With sites becoming increasingly “full” with the focus on design, regardless of the simplicity, the explosion of CSS and it’s management is burdensome. There are some tools; some processes, but working with CSS on a “code level” has still got a long way to go. Yes, there’s SASS, which can help, but you’re still dealing with a myriad of artifacts. Let’s look at a simple block, for example:
There are 3 basic elements involved: a container block, a header and a body. This is just one block with 3 different CSS declarations. On a simple site, that’s only 3 artifacts you need to:
* name
* code
* maintain
* version control
* test
Scale that effort across a decently-sized site/project and you quickly end up with an insurmountable number of artifacts. And one of the biggest challenges facing just about every programmer is coming up with names!

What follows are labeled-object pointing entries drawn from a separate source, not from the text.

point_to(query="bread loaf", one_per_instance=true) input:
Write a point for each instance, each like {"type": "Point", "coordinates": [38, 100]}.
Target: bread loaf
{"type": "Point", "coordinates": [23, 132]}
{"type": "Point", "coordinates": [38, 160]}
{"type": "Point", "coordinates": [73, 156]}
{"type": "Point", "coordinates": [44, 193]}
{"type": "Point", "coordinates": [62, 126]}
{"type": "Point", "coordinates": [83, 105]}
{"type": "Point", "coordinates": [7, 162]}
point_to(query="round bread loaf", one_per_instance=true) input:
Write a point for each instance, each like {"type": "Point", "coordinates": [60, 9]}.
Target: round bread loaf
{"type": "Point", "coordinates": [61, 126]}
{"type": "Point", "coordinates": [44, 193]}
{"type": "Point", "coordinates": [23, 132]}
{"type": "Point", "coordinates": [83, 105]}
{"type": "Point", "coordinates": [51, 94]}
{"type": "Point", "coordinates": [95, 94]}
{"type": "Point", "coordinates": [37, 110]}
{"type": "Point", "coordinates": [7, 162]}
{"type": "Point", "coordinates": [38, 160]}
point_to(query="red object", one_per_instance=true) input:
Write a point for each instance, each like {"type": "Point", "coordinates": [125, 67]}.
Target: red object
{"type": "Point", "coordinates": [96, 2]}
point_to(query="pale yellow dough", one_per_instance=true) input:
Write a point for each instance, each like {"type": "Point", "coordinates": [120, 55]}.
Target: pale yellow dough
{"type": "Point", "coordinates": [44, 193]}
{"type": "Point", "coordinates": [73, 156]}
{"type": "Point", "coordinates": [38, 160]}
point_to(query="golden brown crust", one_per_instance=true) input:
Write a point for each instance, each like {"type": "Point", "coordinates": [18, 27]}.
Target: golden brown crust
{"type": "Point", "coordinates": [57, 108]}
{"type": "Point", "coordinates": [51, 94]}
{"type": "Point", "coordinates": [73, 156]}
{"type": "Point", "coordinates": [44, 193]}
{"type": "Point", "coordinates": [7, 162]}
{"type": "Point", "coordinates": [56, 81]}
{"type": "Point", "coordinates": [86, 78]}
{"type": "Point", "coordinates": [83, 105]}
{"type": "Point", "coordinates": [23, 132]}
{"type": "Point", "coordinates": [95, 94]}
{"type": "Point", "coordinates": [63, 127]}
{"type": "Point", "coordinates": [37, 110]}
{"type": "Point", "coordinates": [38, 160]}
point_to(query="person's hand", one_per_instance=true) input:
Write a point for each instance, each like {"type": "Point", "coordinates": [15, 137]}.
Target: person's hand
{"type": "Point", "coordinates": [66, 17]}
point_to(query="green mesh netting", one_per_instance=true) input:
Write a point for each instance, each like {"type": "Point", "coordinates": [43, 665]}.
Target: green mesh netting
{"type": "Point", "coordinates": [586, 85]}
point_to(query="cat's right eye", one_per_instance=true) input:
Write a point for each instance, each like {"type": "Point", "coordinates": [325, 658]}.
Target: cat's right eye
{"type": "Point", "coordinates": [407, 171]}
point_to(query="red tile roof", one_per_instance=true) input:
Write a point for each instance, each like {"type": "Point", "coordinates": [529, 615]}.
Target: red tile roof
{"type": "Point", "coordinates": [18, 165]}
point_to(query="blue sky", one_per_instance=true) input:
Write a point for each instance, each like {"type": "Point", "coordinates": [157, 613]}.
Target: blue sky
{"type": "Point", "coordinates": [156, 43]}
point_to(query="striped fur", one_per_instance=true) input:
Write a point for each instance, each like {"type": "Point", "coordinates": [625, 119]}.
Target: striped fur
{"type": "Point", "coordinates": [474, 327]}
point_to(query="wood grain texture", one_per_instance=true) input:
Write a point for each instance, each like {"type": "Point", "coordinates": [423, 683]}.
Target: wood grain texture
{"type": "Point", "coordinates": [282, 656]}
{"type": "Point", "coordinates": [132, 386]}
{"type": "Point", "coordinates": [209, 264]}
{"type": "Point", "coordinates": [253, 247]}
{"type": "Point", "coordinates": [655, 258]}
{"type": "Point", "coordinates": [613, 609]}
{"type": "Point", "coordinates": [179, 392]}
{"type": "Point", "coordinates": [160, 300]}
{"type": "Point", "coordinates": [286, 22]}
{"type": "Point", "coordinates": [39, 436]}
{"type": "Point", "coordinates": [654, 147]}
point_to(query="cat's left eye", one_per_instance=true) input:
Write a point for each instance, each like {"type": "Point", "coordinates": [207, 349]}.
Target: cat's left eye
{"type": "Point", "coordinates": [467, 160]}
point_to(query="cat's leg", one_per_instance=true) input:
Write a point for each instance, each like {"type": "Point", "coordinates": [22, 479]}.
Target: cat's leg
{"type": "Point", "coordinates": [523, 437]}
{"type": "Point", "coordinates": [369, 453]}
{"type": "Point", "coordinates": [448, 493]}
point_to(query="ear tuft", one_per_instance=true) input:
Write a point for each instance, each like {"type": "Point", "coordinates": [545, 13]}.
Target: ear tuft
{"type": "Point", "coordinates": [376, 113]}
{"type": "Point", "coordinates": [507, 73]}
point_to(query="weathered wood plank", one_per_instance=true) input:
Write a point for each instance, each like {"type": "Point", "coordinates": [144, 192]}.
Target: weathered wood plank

Name for a library. Name for a class. Name for a method. Name for a variable. Name for a stored procedure. Name for a table. Name for a view. Name for a controller. Name for a document. Name for style. In code, it can be relatively easy since it’s all function-based. CSS is a little different.
Sometimes you name it according to function, but you can’t always recognize it that way as a reference point (later on in time). For example: the function of the block above might be something quite general: “information-block”. But later on the same site, you have a similar function “information-block” that looks different.
It’s subtle. But different. So you try “light-header-information-block” and “dark-header-information-block”. Ugh. It’s getting bad, so you go with abbreviations: “lthdr-info”, “dkhdr-info”. Ugh. Worse. Maintenance nightmare. So you try a different strategy, name things according to area: “new-info-block”, “forums-info-block”. That gets wieldy, so you break up the CSS files into: news.css, forums.css, assessments.css. Inside there, you have an “info-block” definition and then just make sure you only pull in the relevant stylesheet. Meh.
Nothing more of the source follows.